New York University Professor Stephen Cohen, a prominent American political scientist, believes that the new President who enters the White House in January should engage in a civil and respectful dialogue with Russia. He insisted that America should talk to Russia as an equal, not as the economically and politically shattered loser Washington dealt with during the 1990s. Professor Cohen’s upset by the complete lack of such understanding that he sees in either Democratic presidential hopeful Barack Obama or his Republican rival John McCain. Professor Cohen’s colleague in Moscow, Dmitri Efstafyev, said, “In the present situation, the United States needs to maintain its Big Power posture to preserve its global leadership and socioeconomic stability at home. Simply put, without an active imperial foreign policy the United States will simply cease to exist. Because its global economic leadership hinges entirely on their control of global trade, above all in oil, it needs a strong military presence just about everywhere.
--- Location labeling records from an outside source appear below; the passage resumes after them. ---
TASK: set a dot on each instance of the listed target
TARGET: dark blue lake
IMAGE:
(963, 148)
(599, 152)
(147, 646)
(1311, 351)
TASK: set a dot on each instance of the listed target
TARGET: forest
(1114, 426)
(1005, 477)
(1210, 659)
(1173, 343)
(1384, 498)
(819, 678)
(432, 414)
To be able to efficiently interact with the Americans, Russia needs to prove that without her, America will hardly be able to go it alone…” Well, there’s no denying the hard fact that the American foreign policy is the most “ideologised” around. Russia, for its part, keeps looking for normal and constructive cooperation with Washington, arguing that we really need each other. Well, there are things we agree and disagree on, no doubt about that, but, as President Dmitri Medvedev said, we need to work hand in hand. There’s one more thing that the Americans need to do today, and that’s to acquire the ability to listen and to hear what others are saying. This is needful, because in their attempts to be the only hyperpower in this ever-changing world of ours, the Americans could upset the hard-won stability and balance of forces in the world…
12 July 2008
Voice of Russia World Service
There have been too many tears already… let there be no more!
Nonetheless, most American officials, journalists, and academics, unwilling perhaps to confront their unwise policies and mistaken analyses since the Soviet Union ended in 1991, continue to deny the Cold War nature of today’s relationship with Russia. A resident expert at the Council on Foreign Relations tells us, for example, “The situation today’s nothing like the Cold War times”, while another think-tank specialist, testifying to Congress, can “see no prospect of a new Cold War”. … Still worse, the overwhelming majority of US officials and opinion-makers who do acknowledge the serious deterioration in relations between Washington and Moscow blame the development solely on Putin’s domestic and foreign policies. Not surprisingly, the most heretical part of my article, that the origins of the new Cold War are to be found instead in attitudes and policies toward post-Soviet Russia adopted by the Clinton administration back in the 1990s and largely continued by this Bush administration, has found even less support. But, unless it too is fully acknowledged, we are left only with the astonishing admission of a leading academic specialist with long-standing ties in Washington. Lamenting the state of US-Russian relations, he informed us, “Nobody has a good idea of what’s to be done”. What must be done, however, is clear enough. Because the new Cold War began in Washington, steps toward ending it also have to begin in Washington. Two are especially urgent, for reasons also explained in the article:
- A US recognition that post-Soviet Russia isn’t a defeated supplicant or American client state, as seems to have been the prevailing view since 1991, but, a fully sovereign nation at home with legitimate national interests abroad equal to our own
- An immediate end to the reckless expansion of NATO around Russia’s borders
According to the principles of American democracy, the best time to fight for such a change in policy is in the course of campaigns for the presidency. That’s why I’m pleased my article is reappearing at this time. On the other hand, the hour’s late, and it’s hard to be optimistic.
8 June 2007
Stephen F. Cohen
Professor, New York University, New York NY
There one has it. Two sober views, one Russian, one American, pleading for sanity. There’s no need for America and Russia to be enemies. There’s a possibility of true peace, if only America gives up its need for international adulation and its propensity for intervening violently in affairs not its own. Shall we grow up? God willing, we shall. The consequences of not doing so are too horrific to contemplate. God help us all.